What changed my mind was working in a factory - where I had months to hang out with line workers, machinists, technicians, and just shoot the shit with them. My takeaway from it is: a lot of them simply do not have the intelligence to operate in many highly technical jobs. This isn't a slight on them - they're amazing, worthwhile human beings, but it's unreasonable to expect them to be able to write code, even given an arbitrarily large amount of training. For every IQ 120, there is an IQ 80. Remember that.

The other side of it is that our school system performs appallingly poorly, and fails a lot of the population. Even if someone had the natural intelligence and aptitude, for a lot of them their educational background is so poor that there is no meaningful way for them to catch up, ever. A person of solid intellect who, for whatever reasons, barely made his way out of high school math, is not going to be able to pick up a CS curriculum. The foundation we're working from is not very solid.

The third component is of course the system - if someone wanted to retrain as a professional programmer from a factory job, and let's assume magically that he/she has the intelligence to do it, and unexpectedly did really well in school a long time ago. They're about as ideally positioned as one can be... except who's going to pay for the retraining? Who's going to hire the 40 year-old who just got into programming? Even when you have created the ideal state, the person's odds are still horrible.


You're probably right on a lot of this. But being a programmer doesn't require exceptional intelligence. Normal intelligence, yes. And a fair amount of patience. An ability to not get frustrated, to understand that things NOT working right away is normal. But it's not that hard. And you don't need to go through a formal CS curriculum to be a productive programmer. I don't think it's a cakewalk; I certainly know 50-somthings who I don't think could do it. Not a chance in fact. But I do think it's possible for some.

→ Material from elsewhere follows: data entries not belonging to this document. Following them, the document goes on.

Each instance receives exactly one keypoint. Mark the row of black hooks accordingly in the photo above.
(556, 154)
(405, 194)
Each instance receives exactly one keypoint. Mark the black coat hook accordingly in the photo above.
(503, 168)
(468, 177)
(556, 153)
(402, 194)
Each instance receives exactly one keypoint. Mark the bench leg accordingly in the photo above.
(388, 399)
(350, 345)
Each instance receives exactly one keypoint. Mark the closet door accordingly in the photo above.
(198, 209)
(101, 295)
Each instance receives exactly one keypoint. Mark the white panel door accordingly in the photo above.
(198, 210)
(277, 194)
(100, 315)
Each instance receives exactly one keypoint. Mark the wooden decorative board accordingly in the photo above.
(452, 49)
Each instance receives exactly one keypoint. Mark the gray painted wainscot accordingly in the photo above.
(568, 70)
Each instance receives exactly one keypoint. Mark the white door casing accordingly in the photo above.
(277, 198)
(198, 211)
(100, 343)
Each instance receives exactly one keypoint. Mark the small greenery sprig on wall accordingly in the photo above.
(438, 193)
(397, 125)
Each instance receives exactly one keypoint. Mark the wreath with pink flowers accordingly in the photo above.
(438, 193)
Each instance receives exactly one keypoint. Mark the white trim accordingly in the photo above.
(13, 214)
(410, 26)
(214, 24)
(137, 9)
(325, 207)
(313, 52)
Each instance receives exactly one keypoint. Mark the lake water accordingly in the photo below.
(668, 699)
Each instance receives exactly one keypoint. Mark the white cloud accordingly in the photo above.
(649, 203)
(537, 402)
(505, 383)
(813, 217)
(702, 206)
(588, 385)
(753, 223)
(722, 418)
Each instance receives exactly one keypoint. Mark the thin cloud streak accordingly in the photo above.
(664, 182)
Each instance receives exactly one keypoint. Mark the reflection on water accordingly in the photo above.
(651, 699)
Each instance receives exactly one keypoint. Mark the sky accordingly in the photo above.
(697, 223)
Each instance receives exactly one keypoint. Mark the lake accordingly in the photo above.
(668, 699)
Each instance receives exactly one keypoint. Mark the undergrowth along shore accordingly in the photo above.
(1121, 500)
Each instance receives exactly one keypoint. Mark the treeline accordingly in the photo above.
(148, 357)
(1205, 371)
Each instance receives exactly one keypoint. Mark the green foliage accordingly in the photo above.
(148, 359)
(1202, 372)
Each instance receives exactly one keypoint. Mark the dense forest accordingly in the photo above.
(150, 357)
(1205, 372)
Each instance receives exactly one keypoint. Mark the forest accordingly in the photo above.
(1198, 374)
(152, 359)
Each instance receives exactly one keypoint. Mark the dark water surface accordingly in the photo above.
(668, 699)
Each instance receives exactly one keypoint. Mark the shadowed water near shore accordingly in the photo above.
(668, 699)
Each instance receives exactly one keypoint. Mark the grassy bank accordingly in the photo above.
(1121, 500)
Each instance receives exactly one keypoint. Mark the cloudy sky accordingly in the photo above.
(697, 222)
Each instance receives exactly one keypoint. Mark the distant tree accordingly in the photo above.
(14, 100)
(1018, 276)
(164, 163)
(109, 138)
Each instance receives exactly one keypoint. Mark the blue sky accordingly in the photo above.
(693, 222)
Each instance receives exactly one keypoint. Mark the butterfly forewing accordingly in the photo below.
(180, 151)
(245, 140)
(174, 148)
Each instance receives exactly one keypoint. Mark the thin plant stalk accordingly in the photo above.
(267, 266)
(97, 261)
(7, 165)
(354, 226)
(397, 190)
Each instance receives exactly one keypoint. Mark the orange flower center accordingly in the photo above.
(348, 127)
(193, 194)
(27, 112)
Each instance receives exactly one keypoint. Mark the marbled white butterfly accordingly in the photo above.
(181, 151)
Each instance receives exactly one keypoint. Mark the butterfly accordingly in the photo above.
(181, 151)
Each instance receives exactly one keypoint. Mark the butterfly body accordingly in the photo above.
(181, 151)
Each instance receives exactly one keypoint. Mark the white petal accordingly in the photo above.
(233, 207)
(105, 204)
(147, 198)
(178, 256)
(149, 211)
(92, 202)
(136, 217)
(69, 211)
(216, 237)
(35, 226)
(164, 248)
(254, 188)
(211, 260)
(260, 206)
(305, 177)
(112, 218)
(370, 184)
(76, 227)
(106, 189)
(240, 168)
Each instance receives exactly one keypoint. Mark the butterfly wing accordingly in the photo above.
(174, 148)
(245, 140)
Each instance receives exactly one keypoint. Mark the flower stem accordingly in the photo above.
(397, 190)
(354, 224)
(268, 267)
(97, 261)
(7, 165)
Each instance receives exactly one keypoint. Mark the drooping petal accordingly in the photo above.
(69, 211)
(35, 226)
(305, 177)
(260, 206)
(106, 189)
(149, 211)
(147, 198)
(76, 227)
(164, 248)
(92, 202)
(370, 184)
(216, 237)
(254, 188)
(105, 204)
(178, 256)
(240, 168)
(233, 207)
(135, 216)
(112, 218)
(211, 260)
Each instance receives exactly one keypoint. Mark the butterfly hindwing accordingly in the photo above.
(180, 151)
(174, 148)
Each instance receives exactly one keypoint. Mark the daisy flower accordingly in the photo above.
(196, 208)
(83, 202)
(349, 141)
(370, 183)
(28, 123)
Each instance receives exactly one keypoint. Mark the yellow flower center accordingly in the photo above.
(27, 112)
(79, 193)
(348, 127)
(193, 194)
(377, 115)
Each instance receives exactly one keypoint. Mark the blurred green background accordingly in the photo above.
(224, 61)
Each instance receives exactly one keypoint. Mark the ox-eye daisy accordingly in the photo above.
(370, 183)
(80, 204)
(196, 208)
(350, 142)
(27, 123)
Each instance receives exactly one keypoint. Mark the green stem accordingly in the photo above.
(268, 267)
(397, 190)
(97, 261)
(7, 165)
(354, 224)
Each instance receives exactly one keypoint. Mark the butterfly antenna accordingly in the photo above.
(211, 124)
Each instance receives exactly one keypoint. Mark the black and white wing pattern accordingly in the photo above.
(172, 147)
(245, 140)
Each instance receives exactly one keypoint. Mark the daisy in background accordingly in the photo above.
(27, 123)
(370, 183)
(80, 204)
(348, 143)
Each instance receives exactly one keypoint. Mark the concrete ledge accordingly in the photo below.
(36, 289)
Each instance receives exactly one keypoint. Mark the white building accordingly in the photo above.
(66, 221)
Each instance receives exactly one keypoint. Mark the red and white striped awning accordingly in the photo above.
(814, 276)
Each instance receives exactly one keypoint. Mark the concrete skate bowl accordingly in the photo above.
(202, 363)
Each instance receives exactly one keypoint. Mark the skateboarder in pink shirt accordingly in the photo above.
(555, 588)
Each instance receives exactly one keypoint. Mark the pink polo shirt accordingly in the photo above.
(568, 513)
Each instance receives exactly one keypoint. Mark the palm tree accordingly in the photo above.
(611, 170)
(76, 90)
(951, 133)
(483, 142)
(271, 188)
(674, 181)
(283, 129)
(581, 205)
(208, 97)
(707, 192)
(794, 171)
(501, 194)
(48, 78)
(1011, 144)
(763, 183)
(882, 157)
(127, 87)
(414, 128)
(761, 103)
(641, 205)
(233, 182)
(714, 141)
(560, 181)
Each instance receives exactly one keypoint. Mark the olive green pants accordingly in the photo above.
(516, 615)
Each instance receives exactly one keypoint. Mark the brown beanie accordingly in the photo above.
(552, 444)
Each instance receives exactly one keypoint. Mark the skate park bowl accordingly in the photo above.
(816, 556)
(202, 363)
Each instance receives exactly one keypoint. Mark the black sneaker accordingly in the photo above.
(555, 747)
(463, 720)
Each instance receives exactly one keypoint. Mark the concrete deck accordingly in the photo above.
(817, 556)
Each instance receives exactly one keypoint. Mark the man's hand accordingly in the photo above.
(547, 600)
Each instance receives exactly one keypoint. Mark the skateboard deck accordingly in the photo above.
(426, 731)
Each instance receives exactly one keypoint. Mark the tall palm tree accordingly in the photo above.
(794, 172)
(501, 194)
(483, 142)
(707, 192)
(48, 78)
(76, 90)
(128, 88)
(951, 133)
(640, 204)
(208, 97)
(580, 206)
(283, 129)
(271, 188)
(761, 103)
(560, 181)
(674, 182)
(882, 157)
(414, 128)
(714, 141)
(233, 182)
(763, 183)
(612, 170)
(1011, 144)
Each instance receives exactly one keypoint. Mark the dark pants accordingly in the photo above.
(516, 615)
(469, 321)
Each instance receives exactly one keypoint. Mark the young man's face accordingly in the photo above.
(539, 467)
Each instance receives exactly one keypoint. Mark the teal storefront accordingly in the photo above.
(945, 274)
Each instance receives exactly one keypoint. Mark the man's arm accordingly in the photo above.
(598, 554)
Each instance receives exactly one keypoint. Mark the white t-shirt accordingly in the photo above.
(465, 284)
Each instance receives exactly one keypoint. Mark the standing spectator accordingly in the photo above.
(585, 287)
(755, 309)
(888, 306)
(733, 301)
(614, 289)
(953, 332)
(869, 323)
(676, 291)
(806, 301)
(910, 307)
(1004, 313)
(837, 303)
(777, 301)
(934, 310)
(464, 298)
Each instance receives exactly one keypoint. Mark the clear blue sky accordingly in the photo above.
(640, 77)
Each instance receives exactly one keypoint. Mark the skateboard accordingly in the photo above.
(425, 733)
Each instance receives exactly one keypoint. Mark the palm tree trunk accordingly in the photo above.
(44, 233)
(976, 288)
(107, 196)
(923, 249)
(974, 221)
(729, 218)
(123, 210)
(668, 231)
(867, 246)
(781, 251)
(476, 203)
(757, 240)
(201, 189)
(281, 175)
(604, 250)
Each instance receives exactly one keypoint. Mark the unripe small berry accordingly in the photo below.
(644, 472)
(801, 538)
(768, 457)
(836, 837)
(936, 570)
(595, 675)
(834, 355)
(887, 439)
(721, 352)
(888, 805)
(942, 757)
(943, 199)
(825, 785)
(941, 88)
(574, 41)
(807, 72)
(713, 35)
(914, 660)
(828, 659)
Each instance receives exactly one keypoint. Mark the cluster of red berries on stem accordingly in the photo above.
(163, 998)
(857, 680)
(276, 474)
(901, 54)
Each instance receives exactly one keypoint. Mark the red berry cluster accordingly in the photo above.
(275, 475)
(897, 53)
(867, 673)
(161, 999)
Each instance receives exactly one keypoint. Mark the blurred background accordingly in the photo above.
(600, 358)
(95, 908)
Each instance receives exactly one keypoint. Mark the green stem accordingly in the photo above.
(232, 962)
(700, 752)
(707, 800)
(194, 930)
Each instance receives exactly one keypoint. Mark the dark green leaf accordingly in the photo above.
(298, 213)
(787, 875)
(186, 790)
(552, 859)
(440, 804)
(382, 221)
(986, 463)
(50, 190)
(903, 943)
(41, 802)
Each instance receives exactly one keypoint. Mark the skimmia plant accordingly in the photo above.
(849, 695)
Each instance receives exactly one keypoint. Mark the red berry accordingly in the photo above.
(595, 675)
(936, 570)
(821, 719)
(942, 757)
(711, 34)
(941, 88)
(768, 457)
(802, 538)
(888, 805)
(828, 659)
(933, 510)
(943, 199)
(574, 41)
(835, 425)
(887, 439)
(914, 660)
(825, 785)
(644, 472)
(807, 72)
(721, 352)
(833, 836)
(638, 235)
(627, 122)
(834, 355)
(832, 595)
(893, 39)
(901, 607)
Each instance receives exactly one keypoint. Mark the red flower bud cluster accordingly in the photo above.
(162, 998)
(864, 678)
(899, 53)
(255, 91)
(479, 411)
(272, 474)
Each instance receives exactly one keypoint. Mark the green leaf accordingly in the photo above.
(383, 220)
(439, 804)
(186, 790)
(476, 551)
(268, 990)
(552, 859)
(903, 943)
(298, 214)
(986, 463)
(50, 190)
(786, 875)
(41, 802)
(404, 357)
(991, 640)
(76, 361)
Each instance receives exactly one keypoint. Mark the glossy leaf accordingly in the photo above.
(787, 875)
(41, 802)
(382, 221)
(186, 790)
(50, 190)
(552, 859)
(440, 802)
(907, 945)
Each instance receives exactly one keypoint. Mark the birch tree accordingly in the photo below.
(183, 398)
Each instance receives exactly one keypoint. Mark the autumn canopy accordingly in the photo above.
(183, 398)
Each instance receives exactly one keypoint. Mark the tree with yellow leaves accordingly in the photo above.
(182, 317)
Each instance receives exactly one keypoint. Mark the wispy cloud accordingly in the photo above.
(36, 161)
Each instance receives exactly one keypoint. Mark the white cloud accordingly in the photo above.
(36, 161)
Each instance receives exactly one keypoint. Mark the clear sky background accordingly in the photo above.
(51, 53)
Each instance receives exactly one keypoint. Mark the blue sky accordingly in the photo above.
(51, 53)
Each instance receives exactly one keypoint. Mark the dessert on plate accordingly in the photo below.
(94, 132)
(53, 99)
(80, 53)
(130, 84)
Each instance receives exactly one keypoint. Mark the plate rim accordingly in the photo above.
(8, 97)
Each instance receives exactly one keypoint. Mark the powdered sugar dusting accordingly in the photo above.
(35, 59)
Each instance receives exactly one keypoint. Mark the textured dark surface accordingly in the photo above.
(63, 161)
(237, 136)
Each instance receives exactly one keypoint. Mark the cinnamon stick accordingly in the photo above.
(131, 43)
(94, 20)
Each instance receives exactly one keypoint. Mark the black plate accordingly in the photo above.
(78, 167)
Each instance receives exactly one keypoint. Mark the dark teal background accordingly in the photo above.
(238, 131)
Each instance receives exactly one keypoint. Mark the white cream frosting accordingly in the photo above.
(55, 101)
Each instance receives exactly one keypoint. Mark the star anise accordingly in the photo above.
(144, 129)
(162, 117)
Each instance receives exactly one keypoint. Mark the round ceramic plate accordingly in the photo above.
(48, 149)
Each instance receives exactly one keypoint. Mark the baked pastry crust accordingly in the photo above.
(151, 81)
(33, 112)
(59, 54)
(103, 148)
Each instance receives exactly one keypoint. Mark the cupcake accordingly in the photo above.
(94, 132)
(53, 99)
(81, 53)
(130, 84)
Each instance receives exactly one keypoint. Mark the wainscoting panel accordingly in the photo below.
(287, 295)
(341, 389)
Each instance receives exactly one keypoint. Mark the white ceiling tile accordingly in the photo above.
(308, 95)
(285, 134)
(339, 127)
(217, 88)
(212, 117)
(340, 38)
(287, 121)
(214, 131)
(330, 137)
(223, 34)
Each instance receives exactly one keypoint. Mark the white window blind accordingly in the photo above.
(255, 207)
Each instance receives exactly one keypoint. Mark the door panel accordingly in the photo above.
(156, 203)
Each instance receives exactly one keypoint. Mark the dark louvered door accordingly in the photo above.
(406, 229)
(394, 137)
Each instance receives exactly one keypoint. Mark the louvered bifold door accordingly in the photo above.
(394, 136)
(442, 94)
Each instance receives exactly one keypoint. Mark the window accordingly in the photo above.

I wonder what we're all going to do when humans doing app development by writing code becomes obsolete. Yes, it will happen.


There are a lot of people of below-normal intelligence out there. Keep in mind that by definition 50% of the world has an IQ below 100 - that's a very, very large chunk of our work force that simply cannot pull off, say, programming, data science, or the myriad of technical jobs that are now in-demand.

> "But it's not that hard."

It wasn't for you, evidently, and it wasn't really for me either, but for a lot of people it strains at the edge of their ability to comprehend and mentally model, even with practice. That's the point I'm making: we've been born into the portion of the population that can, with some elbow grease, grok it. Not everyone is as fortunate. Even some of the ones who are, lack the educational background - in math, in logic, in whatever - to make that leap.

It took working a wildly different job, with a wildly different demographic, to really comprehend just how wide that gap is.

Even if we could successfully retrain, say, 20% of the industrial work force into knowledge-based jobs, that's still a lot of people out in the cold, and even then - who would pay for the retraining, which for a lot of people would take years? Who will bankroll their education, or even their living costs, while this transition occurs?

There are so many systemic problems with this it's mind-boggling. Suffice it to say, the notion that displaced workers from now-collapsed industries can retrain and reapply elsewhere is dramatically oversimplified. The reality is that the vast majority will never make the leap anywhere else.